A trama segue Raquel (Valentina Herszage), que se muda para uma cidade pequena com o pai um ano após sua mãe morrer de forma trágica. Tentando recomeçar, ela vê a igreja como uma forma de se aproximar das outras jovens do local, mas vê essa integração indo por água abaixo quando passa a questionar passagens retrógradas da Bíblia. Esse conflito só aumenta quando, após uma visão, Raquel decide criar sua própria versão do texto sagrado.
Ao ritmo que avança, o longa passa a retratar o fervor religioso tal qual um culto, em que líderes aproveitadores conseguem mobilizar a opinião pública ao ponto da violência. Pela ambientação rural e por cenas de pregação em igrejas, há um toque de folk horror na obra, mas não se engane: é uma história tipicamente brasileira na forma que a religião, sua prática e seus dogmas moldam toda a noção geral de normalidade e comunidade.

Acontece que a mãe da protagonista, como é indicado desde o início, foi vítima de homicídio por um ex-namorado ciumento. Raquel presenciou o crime. Ouvir passagens da Bíblia que inferiorizam a mulher traz à mente da personagem conexões entre seu trauma e a ampla presença do dogma religioso na sociedade. Afinal, em sua visão, a idolatria cega até aos segmentos mais conservadores do texto sagrado podem sim ter um papel na manutenção de um mundo machista, em que homens se sentem no direito de tirar a vida de mulheres e justificar como crimes de amor ou ciúmes.

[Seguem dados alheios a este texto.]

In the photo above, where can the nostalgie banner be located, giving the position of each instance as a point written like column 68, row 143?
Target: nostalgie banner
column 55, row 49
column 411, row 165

É um tema complexo e pesado, e dá para ver que Raquel 1:1 treme ao tentar carregá-lo. Surpreende que o filme nunca o deixe cair, mas também não chega ao ponto de desenvolver muitas das discussões que levanta. Isso, na verdade, ofusca muito de seus arcos ao criar a sensação de uma trama estufada, que sobrecarrega as personagens de questões difíceis, mas só dá atenção para algumas.
Nem a protagonista escapa disso, transitando entre seus traumas e o drama de se tornar a vilã da cidade. No entanto, o enorme talento de Valentina Herszage faz com que Raquel seja uma personagem fascinante. A atriz entrega uma performance contida, com dor internalizada e raiva comedida, que segura a atenção mesmo nas curvas bruscas que a trama dá. É uma pena que o restante do elenco não esteja a sua altura, mas isso só reforça o quão única é a jovem em meio à cidade.

Raquel 1:1 pode ser irregular, mas conquista pela coragem de cutucar a ferida ao sugerir uma conexão entre o fervor religioso e a sociedade patriarcal, ao mesmo tempo que não abre mão de sua aura sobrenatural. Poderia ser excelente com um pouco mais de foco, mas ainda assim surpreende e estabelece que tanto Mariana Bastos quanto a atriz Valentina Herszage têm futuro no gênero.